Major QTL, rhg1 and Rhg4, were valuable resources for SCN resistance, but were frequently not durable, reflecting shifts in the SCN population that resulted in a loss of SCN resistance in major QTL [2]. Breeding soybean with durable resistance to SCN through the identification and utilization of novel QTL is an effective strategy to cope with the loss of SCN resistance [2]. One novel QTL on Chr10 (qSCN10) was identified in PI 567516C [4], which could confer high SCN resistance to soybean lacking the two known major genes, rhg1 and Rhg4. Additionally, four novel QTL (rs35898587 and rs36423980 on Chr7, rs16268025 on Chr8, and rs3853672 on Chr14) were also identified, which were significantly different from the major QTL reported in previous studies. Although the molecular mechanisms of the novel resistance loci were not clear, these loci possessed high potential to breed cultivars with durable resistance to SCN through the pyramid of the novel and previously reported QTL [7].

Presently, for the molecular mechanism of SCN resistance genes, only two genes, rhg1 and Rhg4, were clearly associated with the molecular mechanism of SCN resistance [8, 10], and other candidate genes or QTL underlying SCN resistance were less investigated. Thus, it was difficult to predict and confirm the SCN candidates from large QTL intervals with a number of genes. However, GWAS could still offer some valuable clues to identify and confirm SCN resistance genes, particularly within a linkage disequilibrium (LD) block (150-200 kbp in length on average) [23, 44]. In the present study, a total of 196 potential candidate genes, located in 200 kbp flanking regions up- and downstream of thirteen peak SNPs, possessed the canonical SCN resistance domains (including cytochrome P450s, zinc fingers and RING) [23], which are involved in plant disease responses or plant disease resistance pathways.

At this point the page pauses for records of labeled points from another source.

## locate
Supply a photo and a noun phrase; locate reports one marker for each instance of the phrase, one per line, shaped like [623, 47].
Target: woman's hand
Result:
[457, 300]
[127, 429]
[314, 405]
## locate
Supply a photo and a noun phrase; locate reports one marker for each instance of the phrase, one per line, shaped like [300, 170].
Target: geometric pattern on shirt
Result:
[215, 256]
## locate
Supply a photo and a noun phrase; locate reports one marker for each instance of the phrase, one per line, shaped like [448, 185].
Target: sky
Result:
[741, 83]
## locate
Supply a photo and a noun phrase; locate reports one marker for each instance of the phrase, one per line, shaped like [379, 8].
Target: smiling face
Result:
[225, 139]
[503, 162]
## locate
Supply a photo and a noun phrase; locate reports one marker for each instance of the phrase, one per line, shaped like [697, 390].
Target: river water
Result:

Among these candidate genes, six genes (Glyma.07G195400, Glyma.07G196000, Glyma.08G100100, Glyma.18G193200, Glyma.18G193300 and Glyma.18G193400) have been reported to be responsible for SCN resistance [23]. Furthermore, 15 novel genes (Glyma.07G190900, Glyma.07G191000, Glyma.07G191100, Glyma.07G191200, Glyma.07G191500, Glyma.07G195500, Glyma.08G099400, Glyma.08G099700, Glyma.08G100700, Glyma.08G100800, Glyma.08G200800, Glyma.08G201000, Glyma.08G201100, Glyma.14G048600, and Glyma.14G049500), located in 50 kbp flanking regions up- and downstream of peak SNPs, were associated with SCN HG Type 2.5.7 resistance in the present study. The clear function of these candidates should be discussed in future studies.

Conclusions

A total of sixteen novel soybean accessions were identified with significant resistance to HG Type 2.5.7. The multiple beneficial alleles and candidate genes from novel resistant germplasms might be valuable for the breeding of cultivars with long-lasting resistance to SCN.